On the event prophesied here. Pāṭaliputta’s becoming the capital of the Magadha empire, and the possibility of the notice of the event’s late insertion into the text, see Vinaya Texts ii.102, n and Dialogues of the Buddha ii.92, n.3.

9.

DN.ii.88, Ud.89 say they went to their own residence, āvasatha.

10.

parivesanā;DN.ii.88, Ud.89 read āvasatha. Cf. Snp.p.13, SN.i.172.

11.

Cf. Thig.307, Thig.211; Mil.294.

12.

As at MN.i.435; SN.ii.134; DN.i.244; AN.iii.27.

13.

orā pāraṃ; DN: aparāparaṃ; Ud: apārā paraṃ, which Woodward (Minor Anthologies ii.109, n.4) proposes to correct to DN reading.

14.

uḷumpa. This may be a wooden or a bamboo raft.

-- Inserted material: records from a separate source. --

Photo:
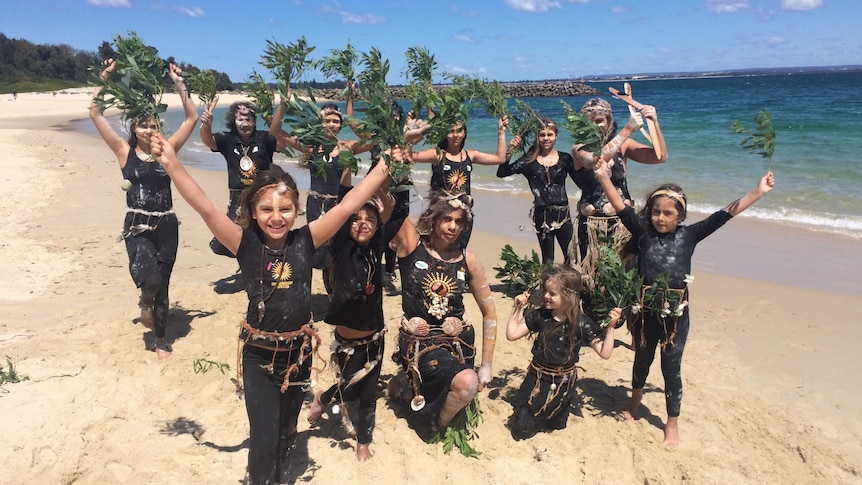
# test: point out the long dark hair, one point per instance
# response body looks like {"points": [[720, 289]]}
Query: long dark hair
{"points": [[275, 177], [442, 203]]}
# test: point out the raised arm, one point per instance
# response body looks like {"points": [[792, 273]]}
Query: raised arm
{"points": [[482, 293], [115, 142], [641, 153], [206, 131], [181, 136], [585, 159], [324, 228], [219, 224], [496, 158], [766, 183], [516, 327]]}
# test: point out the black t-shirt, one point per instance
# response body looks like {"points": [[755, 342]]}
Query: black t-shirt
{"points": [[281, 277], [548, 184], [669, 254], [453, 177], [357, 297], [554, 339], [259, 149]]}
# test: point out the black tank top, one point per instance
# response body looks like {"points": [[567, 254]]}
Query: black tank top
{"points": [[428, 283], [453, 177], [151, 185]]}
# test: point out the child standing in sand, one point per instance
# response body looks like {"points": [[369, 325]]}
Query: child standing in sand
{"points": [[560, 329], [665, 248], [277, 338], [356, 312]]}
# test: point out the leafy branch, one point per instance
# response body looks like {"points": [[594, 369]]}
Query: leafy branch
{"points": [[135, 86], [614, 286], [339, 63], [203, 83], [419, 73], [461, 430], [762, 140], [202, 366], [10, 375], [583, 130], [287, 62], [524, 123], [518, 274], [262, 96]]}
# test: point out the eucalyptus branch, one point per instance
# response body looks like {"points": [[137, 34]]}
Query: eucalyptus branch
{"points": [[339, 63], [762, 140], [518, 274], [586, 133], [262, 96], [524, 123], [287, 62], [135, 86], [203, 83]]}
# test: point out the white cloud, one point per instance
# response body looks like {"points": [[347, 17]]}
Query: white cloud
{"points": [[533, 5], [364, 19], [726, 6], [464, 38], [110, 3], [801, 4]]}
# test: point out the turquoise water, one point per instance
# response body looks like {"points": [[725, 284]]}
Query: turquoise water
{"points": [[816, 163]]}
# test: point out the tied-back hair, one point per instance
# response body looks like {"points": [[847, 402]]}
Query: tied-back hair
{"points": [[645, 214], [276, 178], [546, 123], [601, 106], [442, 143], [571, 286], [230, 115], [442, 203]]}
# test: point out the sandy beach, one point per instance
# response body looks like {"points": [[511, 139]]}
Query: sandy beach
{"points": [[771, 373]]}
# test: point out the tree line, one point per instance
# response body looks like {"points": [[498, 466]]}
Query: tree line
{"points": [[25, 66]]}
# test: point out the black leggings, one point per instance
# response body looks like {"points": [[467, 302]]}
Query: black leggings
{"points": [[364, 391], [151, 260], [543, 219], [272, 415], [671, 356], [232, 212]]}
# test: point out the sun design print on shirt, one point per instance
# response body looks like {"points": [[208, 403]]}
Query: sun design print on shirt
{"points": [[438, 287], [457, 179], [281, 273]]}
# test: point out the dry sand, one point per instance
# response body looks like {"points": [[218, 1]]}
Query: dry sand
{"points": [[771, 372]]}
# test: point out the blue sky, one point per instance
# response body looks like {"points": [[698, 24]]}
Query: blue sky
{"points": [[506, 40]]}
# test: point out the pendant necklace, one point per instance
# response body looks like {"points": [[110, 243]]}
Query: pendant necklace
{"points": [[245, 163], [369, 286]]}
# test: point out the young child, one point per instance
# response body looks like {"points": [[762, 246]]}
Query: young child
{"points": [[560, 329], [356, 312], [276, 337], [664, 248]]}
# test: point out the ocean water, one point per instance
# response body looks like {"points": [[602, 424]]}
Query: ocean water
{"points": [[816, 162]]}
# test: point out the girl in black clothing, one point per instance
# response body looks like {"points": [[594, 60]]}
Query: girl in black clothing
{"points": [[664, 248], [546, 170], [560, 329]]}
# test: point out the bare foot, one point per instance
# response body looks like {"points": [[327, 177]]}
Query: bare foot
{"points": [[316, 410], [346, 423], [162, 349], [671, 432], [148, 318], [631, 413], [363, 453]]}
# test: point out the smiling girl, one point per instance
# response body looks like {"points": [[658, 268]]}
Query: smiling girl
{"points": [[277, 337]]}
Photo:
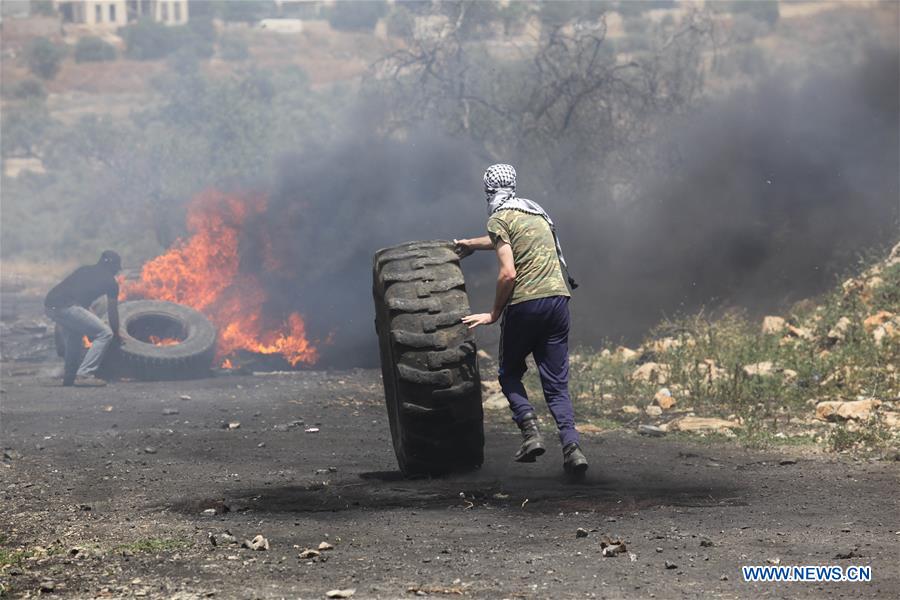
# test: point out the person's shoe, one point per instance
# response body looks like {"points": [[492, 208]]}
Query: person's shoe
{"points": [[86, 381], [532, 440], [574, 461]]}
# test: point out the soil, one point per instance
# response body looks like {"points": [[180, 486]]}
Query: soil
{"points": [[116, 492]]}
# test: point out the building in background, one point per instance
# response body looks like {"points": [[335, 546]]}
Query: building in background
{"points": [[116, 13]]}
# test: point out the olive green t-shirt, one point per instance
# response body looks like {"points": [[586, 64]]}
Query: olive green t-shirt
{"points": [[538, 271]]}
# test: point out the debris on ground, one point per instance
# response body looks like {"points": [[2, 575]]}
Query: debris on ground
{"points": [[257, 543]]}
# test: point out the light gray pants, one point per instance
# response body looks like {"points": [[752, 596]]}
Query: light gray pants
{"points": [[78, 322]]}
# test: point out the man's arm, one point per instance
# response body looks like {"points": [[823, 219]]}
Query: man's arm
{"points": [[506, 282], [112, 311], [468, 246]]}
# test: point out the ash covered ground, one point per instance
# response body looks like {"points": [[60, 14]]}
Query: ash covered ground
{"points": [[136, 489]]}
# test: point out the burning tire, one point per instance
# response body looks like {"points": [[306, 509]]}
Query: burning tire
{"points": [[160, 341], [428, 362]]}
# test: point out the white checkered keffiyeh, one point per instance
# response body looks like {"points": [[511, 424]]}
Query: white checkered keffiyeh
{"points": [[500, 187]]}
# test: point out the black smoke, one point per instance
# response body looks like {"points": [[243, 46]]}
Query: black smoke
{"points": [[756, 199]]}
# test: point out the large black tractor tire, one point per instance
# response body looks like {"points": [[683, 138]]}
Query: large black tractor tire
{"points": [[428, 360], [138, 358]]}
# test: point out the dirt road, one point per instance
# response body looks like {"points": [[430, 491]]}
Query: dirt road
{"points": [[116, 492]]}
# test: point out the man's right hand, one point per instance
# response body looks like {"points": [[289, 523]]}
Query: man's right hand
{"points": [[463, 247]]}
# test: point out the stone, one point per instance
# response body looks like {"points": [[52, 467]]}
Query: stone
{"points": [[760, 369], [651, 430], [839, 410], [664, 399], [651, 372], [773, 325], [839, 332], [257, 543], [702, 424], [626, 354], [880, 318]]}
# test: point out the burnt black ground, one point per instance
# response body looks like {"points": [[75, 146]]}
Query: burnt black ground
{"points": [[116, 469]]}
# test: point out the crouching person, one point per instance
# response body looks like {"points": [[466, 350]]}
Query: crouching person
{"points": [[67, 304]]}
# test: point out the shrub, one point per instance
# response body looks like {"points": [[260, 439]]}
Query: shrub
{"points": [[44, 58], [233, 48], [94, 49], [28, 89]]}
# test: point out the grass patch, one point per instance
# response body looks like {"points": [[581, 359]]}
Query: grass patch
{"points": [[152, 546]]}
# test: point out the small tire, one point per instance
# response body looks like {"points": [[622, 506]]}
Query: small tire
{"points": [[190, 358], [428, 359]]}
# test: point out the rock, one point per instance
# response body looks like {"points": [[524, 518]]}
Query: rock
{"points": [[760, 369], [880, 318], [651, 430], [839, 410], [651, 372], [839, 332], [257, 543], [891, 419], [664, 399], [702, 424], [625, 354], [800, 333], [773, 325]]}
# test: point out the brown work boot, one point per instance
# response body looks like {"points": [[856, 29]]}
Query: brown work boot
{"points": [[532, 440]]}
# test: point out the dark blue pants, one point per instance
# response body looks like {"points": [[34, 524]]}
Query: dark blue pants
{"points": [[541, 328]]}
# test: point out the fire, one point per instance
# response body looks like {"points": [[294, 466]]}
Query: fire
{"points": [[203, 272]]}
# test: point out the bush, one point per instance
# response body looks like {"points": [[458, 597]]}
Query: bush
{"points": [[147, 40], [233, 48], [28, 89], [356, 16], [44, 58], [94, 49]]}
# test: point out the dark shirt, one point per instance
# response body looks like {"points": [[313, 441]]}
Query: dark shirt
{"points": [[82, 287]]}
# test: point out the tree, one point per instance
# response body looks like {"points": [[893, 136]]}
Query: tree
{"points": [[93, 49], [44, 58]]}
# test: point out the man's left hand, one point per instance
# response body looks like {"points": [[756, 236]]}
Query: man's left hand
{"points": [[477, 319]]}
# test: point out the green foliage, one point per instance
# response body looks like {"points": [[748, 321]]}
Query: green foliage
{"points": [[44, 58], [27, 89], [94, 49], [356, 15], [148, 40], [232, 47]]}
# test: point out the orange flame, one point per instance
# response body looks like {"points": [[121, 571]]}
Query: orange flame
{"points": [[203, 272]]}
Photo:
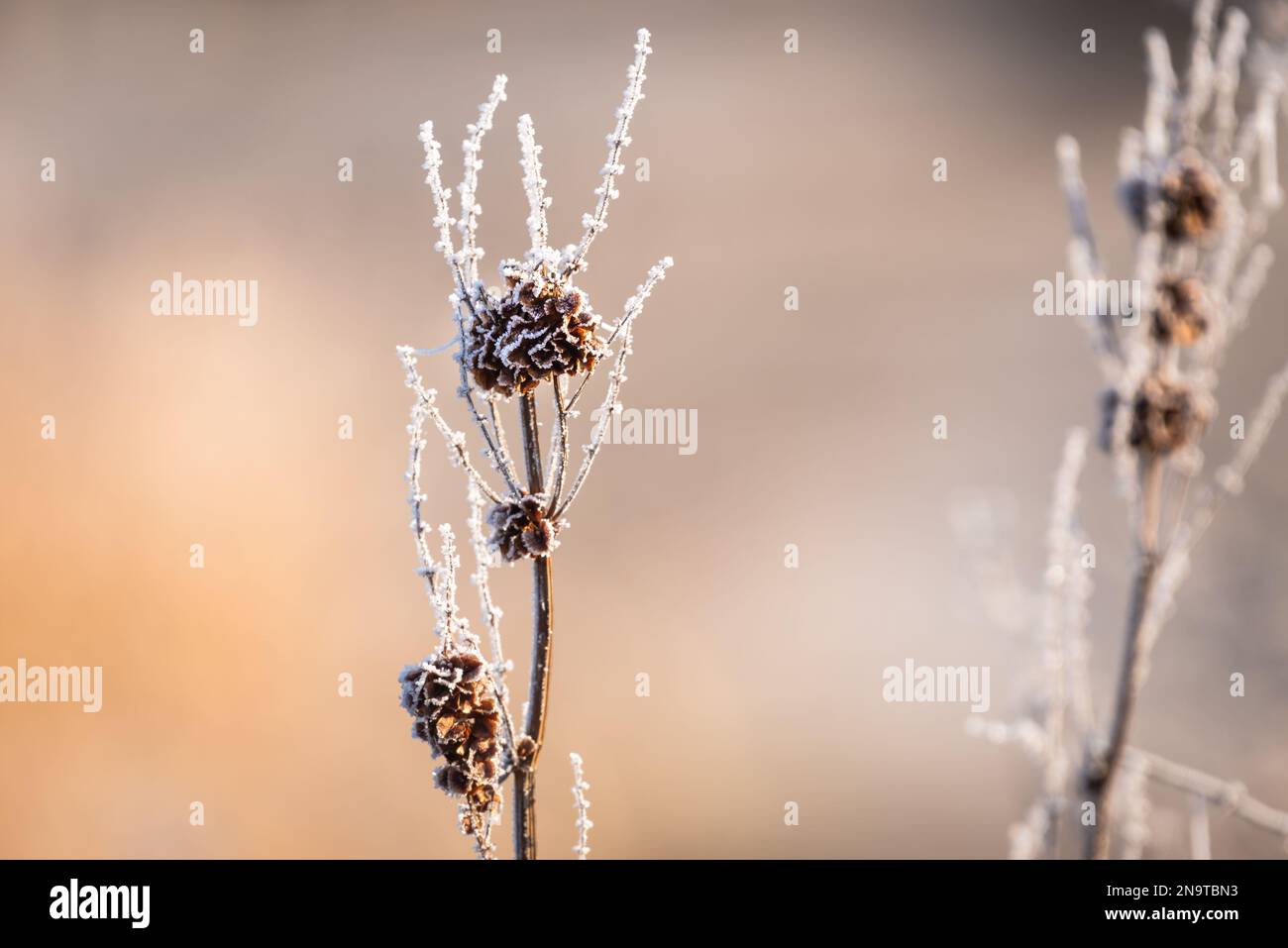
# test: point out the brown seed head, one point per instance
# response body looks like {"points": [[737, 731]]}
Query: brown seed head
{"points": [[539, 330], [1180, 311], [520, 528]]}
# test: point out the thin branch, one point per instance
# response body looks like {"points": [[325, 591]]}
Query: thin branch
{"points": [[1100, 769], [535, 187], [426, 408], [581, 804], [542, 643], [1229, 796], [634, 307], [617, 142], [471, 149], [558, 447]]}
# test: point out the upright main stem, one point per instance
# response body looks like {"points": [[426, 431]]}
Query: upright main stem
{"points": [[1100, 772], [542, 636]]}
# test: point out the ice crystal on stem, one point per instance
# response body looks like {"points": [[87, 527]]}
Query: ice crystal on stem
{"points": [[539, 330]]}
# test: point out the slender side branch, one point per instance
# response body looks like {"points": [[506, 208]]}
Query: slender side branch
{"points": [[617, 142], [471, 149], [1231, 796], [535, 187], [1102, 769], [542, 642], [583, 805], [426, 408]]}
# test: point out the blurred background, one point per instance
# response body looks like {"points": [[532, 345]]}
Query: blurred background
{"points": [[767, 170]]}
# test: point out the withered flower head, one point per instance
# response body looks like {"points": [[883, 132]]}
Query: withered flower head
{"points": [[1164, 416], [520, 528], [1192, 200], [539, 330], [1180, 311], [454, 700]]}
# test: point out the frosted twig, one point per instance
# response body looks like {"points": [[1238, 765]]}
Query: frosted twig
{"points": [[617, 142], [583, 805], [471, 149], [1083, 260], [1227, 82], [425, 407], [1199, 78], [443, 218], [558, 466], [535, 187], [1162, 94], [496, 447], [1229, 796], [632, 308], [483, 559], [1133, 806]]}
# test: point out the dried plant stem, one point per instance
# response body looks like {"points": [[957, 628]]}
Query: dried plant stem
{"points": [[1102, 769], [542, 636]]}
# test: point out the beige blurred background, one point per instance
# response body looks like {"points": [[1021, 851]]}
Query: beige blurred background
{"points": [[767, 170]]}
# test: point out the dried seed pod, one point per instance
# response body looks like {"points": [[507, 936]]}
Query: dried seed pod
{"points": [[520, 528], [458, 714], [539, 330], [1164, 416], [1192, 200], [1180, 311]]}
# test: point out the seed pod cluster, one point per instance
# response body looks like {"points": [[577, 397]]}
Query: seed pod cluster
{"points": [[539, 330], [456, 712]]}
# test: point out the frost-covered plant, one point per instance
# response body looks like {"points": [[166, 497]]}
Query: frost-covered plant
{"points": [[1201, 265], [539, 329]]}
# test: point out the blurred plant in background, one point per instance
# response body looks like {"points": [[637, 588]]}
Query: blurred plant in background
{"points": [[1199, 211]]}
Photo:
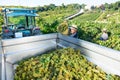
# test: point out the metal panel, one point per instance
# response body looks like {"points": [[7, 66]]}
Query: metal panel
{"points": [[21, 48], [108, 59], [18, 49], [29, 39]]}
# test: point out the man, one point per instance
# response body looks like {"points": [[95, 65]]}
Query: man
{"points": [[73, 31]]}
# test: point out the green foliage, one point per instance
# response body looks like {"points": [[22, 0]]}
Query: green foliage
{"points": [[61, 64]]}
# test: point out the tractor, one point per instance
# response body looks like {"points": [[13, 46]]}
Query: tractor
{"points": [[24, 26]]}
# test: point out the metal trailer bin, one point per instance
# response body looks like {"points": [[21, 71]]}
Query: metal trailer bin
{"points": [[14, 50]]}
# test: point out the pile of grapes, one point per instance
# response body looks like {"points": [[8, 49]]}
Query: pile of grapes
{"points": [[61, 64]]}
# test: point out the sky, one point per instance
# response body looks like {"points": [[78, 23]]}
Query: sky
{"points": [[33, 3]]}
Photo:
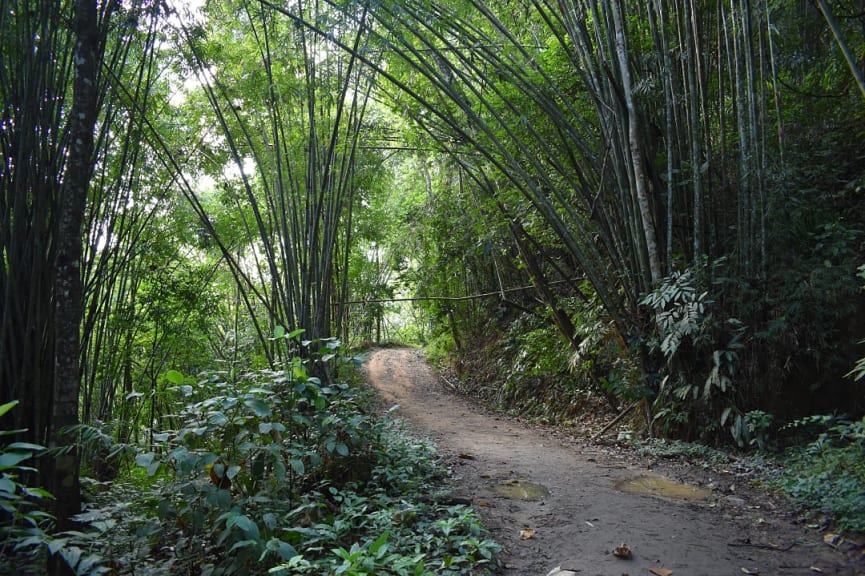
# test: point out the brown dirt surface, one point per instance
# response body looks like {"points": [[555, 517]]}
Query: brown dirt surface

Vin-a.1096 says that it is made, having knocked in pegs.

15.

kulla. Vin-a.1096 says that it is made, having put together reeds and so on.

16.

orimatīre.

17.

paccuṭṭhāsi, instead of the more usual pāturahosi.

18.

sara, here a river, Vin-a.1096.

19.

tiṇṇa, a technical term frequent in the Suttas, meaning “crossed over” the four-fold flood of sense-pleasures, becoming, false view and ignorance, or over some other undesirable state, and so “crossed over” Māra’s stream, a river of death. See my Man Perfected, Ch. 8.

20.

To here, from beginning of Kd.6.28.1, the same as Ud.85, with a few minor variations.